A Federal District Court is asked to say that the passage of time has rendered the 1901 apportionment obsolete to the point where its continuance becomes vulnerable under the Fourteenth Amendment. But is not this matter one that involves a classic legislative judgment? Surely it lies within the province of a state legislature to conclude that an existing allocation of senators and representatives constitutes a desirable balance of geographical and demographical representation, or that in the interest of stability of government it would be best to defer for some further time the redistribution of seats in the state legislature.


Indeed, I would hardly think it unconstitutional if a state legislature's expressed reason for establishing or maintaining an electoral imbalance between its rural and urban population were to protect the State's agricultural interests from the sheer weight of numbers of those residing in its cities. A State may, after all, take account of the interests of its rural population in the distribution of tax burdens, e.g., American Sugar Rfg. Co. v. State of Louisiana, 179 U.S. 89, 21 S.Ct. 43, 45 L.Ed. 102, and recognition of the special problems of agricultural interests has repeatedly been reflected in federal legislation, e.g., Capper-Volstead Act, 42 Stat. 388, 7 U.S.C.A. §§ 291, 292; Agricultural Adjustment Act of 1938, 52 Stat. 31, 7 U.S.C.A. § 601 et seq. Even the exemption of agricultural activities from state criminal statutes of otherwise general application has not been deemed offensive to the Equal Protection Clause. Tigner v. State of Texas, 310 U.S. 141, 60 S.Ct. 879, 84 L.Ed. 1124. Does the Fourteenth Amendment impose a stricter limitation upon a State's apportionment of political representatives to its central government? I think not. These are matters of local policy, on the wisdom of which the federal judiciary is neither permitted nor qualified to sit in judgment.

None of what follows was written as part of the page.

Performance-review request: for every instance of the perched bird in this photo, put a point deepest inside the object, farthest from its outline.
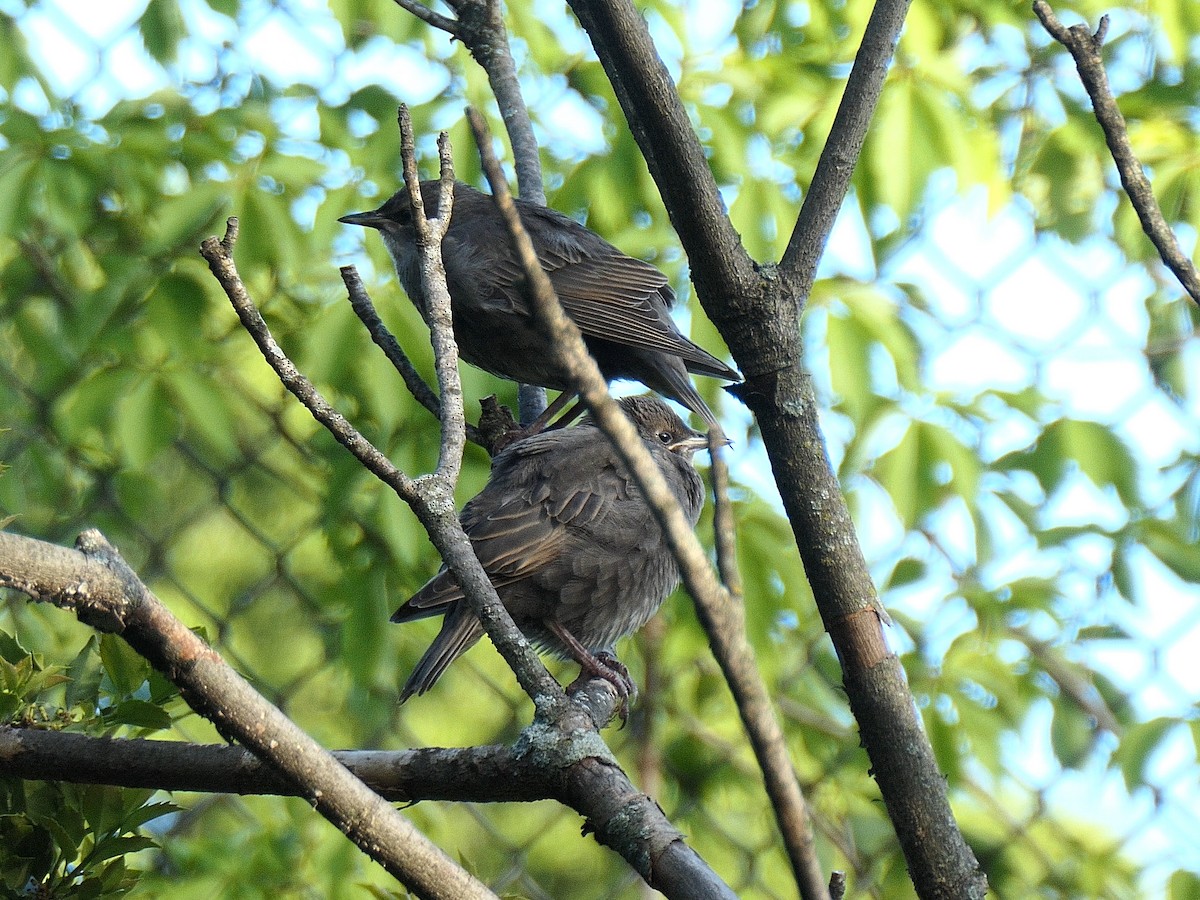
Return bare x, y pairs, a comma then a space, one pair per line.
622, 305
570, 544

The suggestion of my Brother FRANKFURTER that courts lack standards by which to decide such cases as this, is relevant not only to the question of 'justiciability,' but also, and perhaps more fundamentally, to the determination whether any cognizable constitutional claim has been asserted in this case. Courts are unable to decide when it is that an apportionment originally valid becomes void because the factors entering into such a decision are basically matters appropriate only for legislative judgment. And so long as there exists a possible rational legislative policy for retaining an existing apportionment, such a legislative decision cannot be said to breach the bulwark against arbitrariness and caprice that the Fourteenth Amendment affords. Certainly, with all due respect, the facile arithmetical argument contained in Part II of my Brother CLARK's separate opinion (369 U.S., pp. 253—258, 82 S.Ct. pp. 729—732) provides no tenable basis for considering that there has been such a breach in this instance. (See the Appendix to this opinion.)